COMMENTS: Not one of these taxes existed 100 years
ago, and our nation was the most prosperous in the world.
We had absolutely no national debt, had the largest middle
class in the world, and Mom stayed home to raise the kids.

What happened?

And I still have to "press 1" for English.
I hope this goes around world 10 times!


----------



## zogman (Mar 20, 2002)

I think this should be bumped to the top every day.
Thanks Plainsmen


----------



## Alaskan Brown Bear Killer (Feb 22, 2005)

We even got a 911 TAX from the muni of Anchorage for $1.50 per phoneline including cell phones from our liberal Assembly and Mayor


----------



## indsport (Aug 29, 2003)

What you missed are all those "fees" that are merely taxes in disguise. If you haven't noticed, legislatures in just about every state and our wonderful feds were elected and promised not to raise taxes, so they created new fees and said they weren't raising taxes. This is the new revenue neutral scam.


----------



## Bobm (Aug 26, 2003)

the biggest scam is socalled corporate taxes, corporations don't pay taxes, not one nickle not ever, they collect them from us and the tax rate is then disguised.

About 22% of evrything you purchase represents purposely hidden taxes collected from us by corporations to be sent to the govt.

So the next time some jackass starts says "tax those rich corporations" set him straight.

This is the biggest slight of hand congress pulls on us


----------



## MOB (Mar 10, 2005)

Bob, I don't understand your "corporate tax scam". Please explain this too me.
I own a small business that I incorporated years ago for liability and tax advantages.


----------



## Bobm (Aug 26, 2003)

corporations - domestic, foreign or otherwise - don't pay taxes.

They collect taxes and pass them off to government.

To expand on that a bit, corporations collect taxes from customers, employees or shareholders and hand the plunder over to the politicians.

Politicians that know that most Americans are too poorly educated in financial matters to grasp this fundamental truth will use this ignorance and a form of class envy to try to raise taxes on the evil corporations whcih means you and me and every other citizen of this country!!

There's a simple explanation here that will do for most of you. The rest, including the occasional Democrat who has stumbled across these words, will have to read on.

*Simple explanation*: Only wealth can be taxed and individuals hold all corporate or business wealth. Therefore, only individuals can be taxed.

For those of you that want to really understand it, we move on to an amplified explanation.
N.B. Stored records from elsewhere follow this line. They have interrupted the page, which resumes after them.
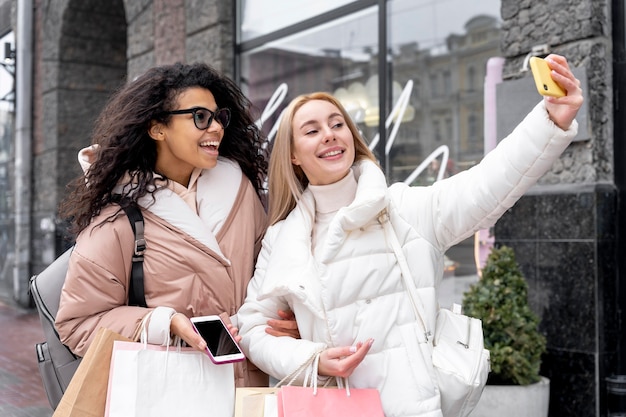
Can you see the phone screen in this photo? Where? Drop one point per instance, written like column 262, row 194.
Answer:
column 217, row 337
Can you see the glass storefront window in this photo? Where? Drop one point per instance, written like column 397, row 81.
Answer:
column 338, row 57
column 434, row 77
column 259, row 17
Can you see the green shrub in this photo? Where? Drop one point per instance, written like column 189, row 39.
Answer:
column 500, row 300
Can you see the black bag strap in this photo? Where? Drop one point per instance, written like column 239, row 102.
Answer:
column 136, row 295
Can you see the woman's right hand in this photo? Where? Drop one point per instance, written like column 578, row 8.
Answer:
column 181, row 326
column 342, row 361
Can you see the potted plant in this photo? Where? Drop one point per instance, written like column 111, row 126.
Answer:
column 500, row 299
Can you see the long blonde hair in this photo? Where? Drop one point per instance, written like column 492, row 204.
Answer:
column 286, row 181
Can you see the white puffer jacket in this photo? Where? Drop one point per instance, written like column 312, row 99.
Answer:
column 355, row 292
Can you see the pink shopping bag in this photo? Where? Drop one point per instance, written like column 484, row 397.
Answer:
column 329, row 402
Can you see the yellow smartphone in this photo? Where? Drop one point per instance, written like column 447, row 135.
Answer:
column 546, row 86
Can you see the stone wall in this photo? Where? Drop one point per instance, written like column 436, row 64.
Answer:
column 565, row 234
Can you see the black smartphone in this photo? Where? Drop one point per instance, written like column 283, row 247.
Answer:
column 221, row 346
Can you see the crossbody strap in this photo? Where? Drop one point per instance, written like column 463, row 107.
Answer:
column 409, row 285
column 136, row 294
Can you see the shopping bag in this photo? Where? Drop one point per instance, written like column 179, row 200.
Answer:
column 296, row 401
column 163, row 381
column 86, row 393
column 255, row 401
column 460, row 361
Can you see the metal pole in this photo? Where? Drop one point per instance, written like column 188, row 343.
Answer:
column 23, row 150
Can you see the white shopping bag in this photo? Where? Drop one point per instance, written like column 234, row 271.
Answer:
column 157, row 381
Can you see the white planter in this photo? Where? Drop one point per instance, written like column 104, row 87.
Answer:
column 514, row 400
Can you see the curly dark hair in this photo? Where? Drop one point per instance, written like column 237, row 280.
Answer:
column 121, row 131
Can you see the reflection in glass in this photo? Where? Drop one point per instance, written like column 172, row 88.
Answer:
column 338, row 57
column 259, row 17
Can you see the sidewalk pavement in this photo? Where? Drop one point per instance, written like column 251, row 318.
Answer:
column 21, row 389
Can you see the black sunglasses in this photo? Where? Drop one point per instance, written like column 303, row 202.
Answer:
column 203, row 118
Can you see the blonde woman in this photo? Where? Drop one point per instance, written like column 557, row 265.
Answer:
column 326, row 256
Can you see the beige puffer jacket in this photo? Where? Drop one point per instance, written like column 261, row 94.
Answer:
column 186, row 267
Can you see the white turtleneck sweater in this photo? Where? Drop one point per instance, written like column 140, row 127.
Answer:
column 328, row 200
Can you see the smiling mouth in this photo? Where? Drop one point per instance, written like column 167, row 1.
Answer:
column 210, row 144
column 331, row 153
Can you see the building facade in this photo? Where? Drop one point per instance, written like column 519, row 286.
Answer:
column 444, row 66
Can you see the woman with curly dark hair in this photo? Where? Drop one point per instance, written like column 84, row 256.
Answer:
column 180, row 143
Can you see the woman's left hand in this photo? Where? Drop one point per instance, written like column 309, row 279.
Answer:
column 286, row 326
column 563, row 110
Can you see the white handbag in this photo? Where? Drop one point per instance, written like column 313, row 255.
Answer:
column 459, row 358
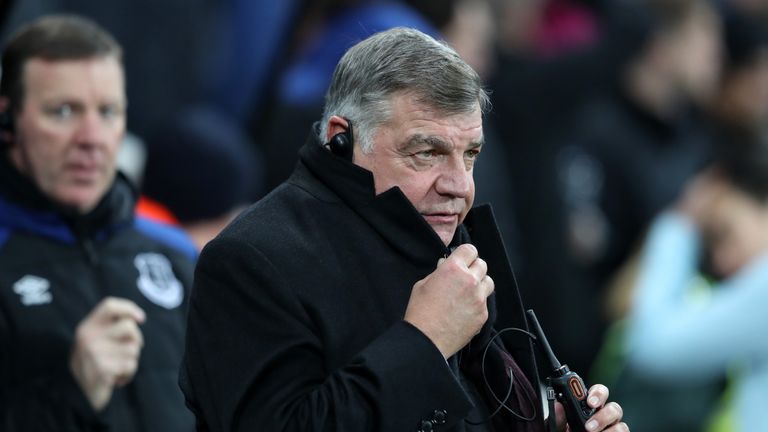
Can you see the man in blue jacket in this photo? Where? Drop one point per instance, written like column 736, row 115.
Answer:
column 92, row 300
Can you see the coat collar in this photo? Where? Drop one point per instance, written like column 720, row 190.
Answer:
column 390, row 213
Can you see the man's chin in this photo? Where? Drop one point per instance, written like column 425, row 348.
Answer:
column 445, row 233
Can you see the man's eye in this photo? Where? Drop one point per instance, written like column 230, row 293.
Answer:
column 426, row 155
column 62, row 112
column 110, row 111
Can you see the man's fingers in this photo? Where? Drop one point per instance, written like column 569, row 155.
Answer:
column 488, row 284
column 125, row 330
column 608, row 415
column 466, row 254
column 113, row 308
column 598, row 395
column 479, row 268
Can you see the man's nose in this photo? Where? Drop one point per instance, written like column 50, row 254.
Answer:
column 92, row 130
column 454, row 179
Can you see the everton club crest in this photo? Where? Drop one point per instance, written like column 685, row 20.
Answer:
column 157, row 281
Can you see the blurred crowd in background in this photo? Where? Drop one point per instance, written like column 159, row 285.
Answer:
column 607, row 116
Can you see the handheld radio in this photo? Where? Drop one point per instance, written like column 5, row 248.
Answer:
column 568, row 386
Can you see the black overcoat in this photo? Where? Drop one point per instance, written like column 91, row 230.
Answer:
column 296, row 316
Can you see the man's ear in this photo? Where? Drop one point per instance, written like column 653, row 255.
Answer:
column 336, row 125
column 6, row 121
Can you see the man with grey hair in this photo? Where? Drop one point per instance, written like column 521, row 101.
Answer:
column 353, row 297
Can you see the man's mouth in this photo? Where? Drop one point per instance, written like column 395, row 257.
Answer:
column 441, row 218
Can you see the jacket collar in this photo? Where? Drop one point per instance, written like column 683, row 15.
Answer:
column 390, row 213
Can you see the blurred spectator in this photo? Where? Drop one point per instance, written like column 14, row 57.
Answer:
column 204, row 170
column 535, row 97
column 633, row 148
column 92, row 320
column 676, row 338
column 742, row 102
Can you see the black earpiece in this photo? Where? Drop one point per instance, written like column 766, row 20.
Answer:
column 342, row 144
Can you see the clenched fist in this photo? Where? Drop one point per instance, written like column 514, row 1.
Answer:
column 450, row 304
column 105, row 353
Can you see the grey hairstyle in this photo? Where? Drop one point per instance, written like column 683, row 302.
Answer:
column 399, row 60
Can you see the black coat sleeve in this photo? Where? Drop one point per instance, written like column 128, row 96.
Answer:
column 255, row 362
column 52, row 402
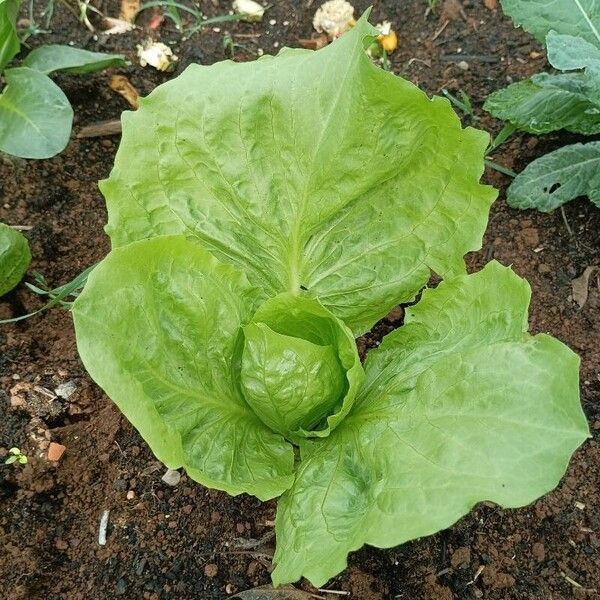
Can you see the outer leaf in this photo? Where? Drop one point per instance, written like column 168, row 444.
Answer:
column 311, row 170
column 459, row 405
column 559, row 103
column 159, row 328
column 571, row 17
column 558, row 177
column 51, row 58
column 9, row 40
column 300, row 365
column 35, row 115
column 15, row 257
column 569, row 52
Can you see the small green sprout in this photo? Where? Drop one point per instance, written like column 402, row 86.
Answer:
column 15, row 455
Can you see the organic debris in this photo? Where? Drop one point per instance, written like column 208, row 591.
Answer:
column 157, row 55
column 116, row 26
column 334, row 18
column 253, row 12
column 171, row 477
column 580, row 286
column 55, row 451
column 387, row 39
column 129, row 10
column 122, row 85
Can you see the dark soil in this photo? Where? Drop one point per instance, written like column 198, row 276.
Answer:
column 180, row 542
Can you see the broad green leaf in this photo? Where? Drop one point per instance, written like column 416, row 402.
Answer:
column 459, row 405
column 300, row 368
column 35, row 115
column 9, row 40
column 51, row 58
column 309, row 170
column 558, row 177
column 560, row 102
column 159, row 329
column 569, row 52
column 15, row 257
column 570, row 17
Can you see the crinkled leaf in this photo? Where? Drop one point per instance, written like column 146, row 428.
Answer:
column 35, row 115
column 9, row 40
column 159, row 329
column 570, row 52
column 300, row 368
column 15, row 257
column 571, row 17
column 309, row 170
column 53, row 57
column 547, row 103
column 459, row 405
column 558, row 177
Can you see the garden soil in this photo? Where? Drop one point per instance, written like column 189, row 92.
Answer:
column 186, row 541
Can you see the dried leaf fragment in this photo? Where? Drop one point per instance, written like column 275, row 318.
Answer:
column 117, row 26
column 129, row 10
column 122, row 85
column 580, row 286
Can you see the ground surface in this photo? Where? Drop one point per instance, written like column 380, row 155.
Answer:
column 179, row 542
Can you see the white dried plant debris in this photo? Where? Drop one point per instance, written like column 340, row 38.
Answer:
column 156, row 54
column 384, row 28
column 334, row 18
column 251, row 10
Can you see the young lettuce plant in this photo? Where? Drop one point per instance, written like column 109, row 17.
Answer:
column 264, row 214
column 35, row 115
column 549, row 102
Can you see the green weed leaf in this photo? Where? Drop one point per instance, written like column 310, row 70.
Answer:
column 558, row 177
column 35, row 115
column 15, row 257
column 51, row 58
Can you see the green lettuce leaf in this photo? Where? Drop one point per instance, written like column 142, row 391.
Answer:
column 559, row 176
column 459, row 405
column 159, row 328
column 15, row 257
column 570, row 17
column 35, row 115
column 308, row 170
column 300, row 367
column 548, row 103
column 9, row 40
column 53, row 57
column 569, row 52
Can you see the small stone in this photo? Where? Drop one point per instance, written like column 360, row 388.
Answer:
column 55, row 451
column 538, row 551
column 461, row 558
column 66, row 390
column 171, row 477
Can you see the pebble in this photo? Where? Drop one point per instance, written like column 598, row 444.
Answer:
column 171, row 477
column 55, row 451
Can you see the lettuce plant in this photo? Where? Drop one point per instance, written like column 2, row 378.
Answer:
column 264, row 214
column 549, row 102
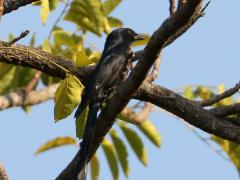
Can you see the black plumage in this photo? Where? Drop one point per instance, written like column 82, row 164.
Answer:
column 108, row 74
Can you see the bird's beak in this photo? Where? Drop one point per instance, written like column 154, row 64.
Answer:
column 139, row 37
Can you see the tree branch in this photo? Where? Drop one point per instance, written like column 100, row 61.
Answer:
column 217, row 98
column 132, row 83
column 11, row 5
column 33, row 97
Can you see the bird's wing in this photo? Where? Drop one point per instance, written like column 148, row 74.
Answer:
column 101, row 76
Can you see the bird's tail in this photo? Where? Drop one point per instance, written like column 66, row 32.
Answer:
column 85, row 145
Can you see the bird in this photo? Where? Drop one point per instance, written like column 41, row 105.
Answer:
column 108, row 74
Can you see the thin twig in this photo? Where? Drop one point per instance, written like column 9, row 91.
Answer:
column 180, row 32
column 59, row 18
column 172, row 7
column 224, row 111
column 205, row 140
column 140, row 117
column 32, row 82
column 220, row 97
column 22, row 35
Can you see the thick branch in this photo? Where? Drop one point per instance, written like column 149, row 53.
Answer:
column 131, row 84
column 190, row 111
column 11, row 5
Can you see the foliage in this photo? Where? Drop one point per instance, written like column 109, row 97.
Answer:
column 94, row 17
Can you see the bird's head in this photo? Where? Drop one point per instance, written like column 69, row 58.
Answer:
column 124, row 36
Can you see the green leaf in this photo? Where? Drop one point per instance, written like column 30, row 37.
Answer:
column 80, row 123
column 110, row 5
column 81, row 59
column 62, row 37
column 67, row 97
column 94, row 164
column 46, row 46
column 110, row 154
column 188, row 92
column 44, row 11
column 141, row 42
column 59, row 141
column 151, row 132
column 135, row 142
column 48, row 80
column 232, row 150
column 12, row 77
column 87, row 14
column 115, row 22
column 121, row 152
column 53, row 4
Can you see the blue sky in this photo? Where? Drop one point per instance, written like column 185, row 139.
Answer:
column 208, row 54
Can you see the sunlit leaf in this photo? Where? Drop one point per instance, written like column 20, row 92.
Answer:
column 48, row 80
column 59, row 141
column 110, row 154
column 135, row 142
column 106, row 26
column 12, row 77
column 80, row 123
column 232, row 150
column 67, row 97
column 44, row 11
column 121, row 150
column 62, row 37
column 151, row 132
column 115, row 22
column 188, row 92
column 110, row 5
column 226, row 101
column 95, row 167
column 203, row 92
column 46, row 46
column 87, row 14
column 53, row 4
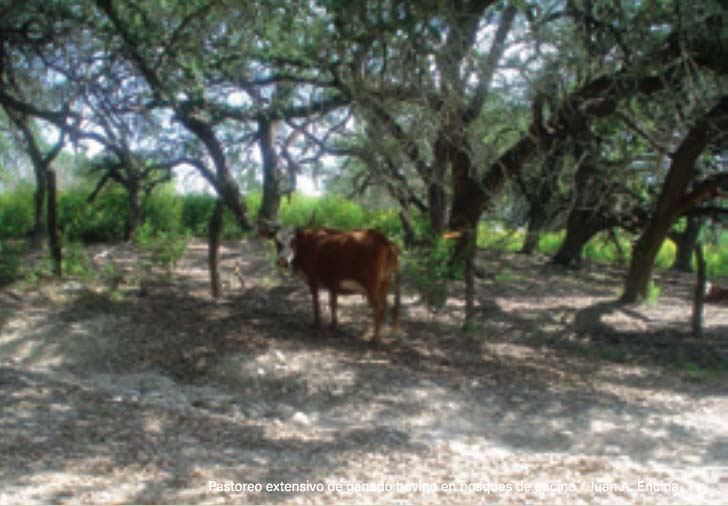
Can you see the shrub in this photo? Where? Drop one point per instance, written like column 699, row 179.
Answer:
column 16, row 211
column 10, row 261
column 103, row 220
column 165, row 248
column 162, row 209
column 430, row 269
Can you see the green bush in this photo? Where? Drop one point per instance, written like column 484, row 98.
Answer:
column 16, row 212
column 195, row 213
column 10, row 260
column 430, row 268
column 492, row 235
column 103, row 220
column 162, row 209
column 165, row 248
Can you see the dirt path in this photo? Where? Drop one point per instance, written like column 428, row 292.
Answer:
column 167, row 396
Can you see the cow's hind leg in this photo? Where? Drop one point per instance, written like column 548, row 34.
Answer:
column 332, row 306
column 316, row 310
column 378, row 305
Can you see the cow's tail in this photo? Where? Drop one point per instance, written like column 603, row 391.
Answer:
column 394, row 263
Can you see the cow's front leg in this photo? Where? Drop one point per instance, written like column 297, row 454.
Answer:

When you purchase a share of stock in a corporation, you are purchasing a share of the net worth of that corporation &#8230; a share of its value. You and the other shareholders are the owners. When that corporation earns a profit, that profit belongs to you and to the other shareholders. The majority of the shareholders determine how that profit is to be spent. It can be spent on research, development or expansion, for instance. The profit can be used to hire more employees, or to give some employees a raise! The profit can also be distributed to you and the other shareholders as a dividend.

Remember, though, that the first claim to that profit lies with the Internal Revenue Service. The corporate taxes must be paid, and for every single dollar that is paid in corporate income taxes, that is one dollar that is not available for other purposes. It's a dollar that is not used to give an employee a raise, to hire a new employee, to purchase equipment from another business, or to be paid to shareholders as a dividend.

To be sure, you may have to trace this tax dollar down through several businesses before you find the individual who actually paid the tab.

If the profit a corporation planned to use to purchase a delivery truck goes instead to taxes, you will be able to trace those tax dollars to the employees, owners and shareholders of every company involved in any facet of the manufacture of that truck - right down to the small company that makes the little switch that makes the light in the glove compartment come on.

Hence only individuals pay taxes.

Now &#8230; just maybe &#8230; the next time you hear someone say something like "We're paying enough taxes, I think they should just raise taxes on all those corporations out there," maybe you can wade in with a bit of the insensitive truth and help them understand the folly of that position.


----------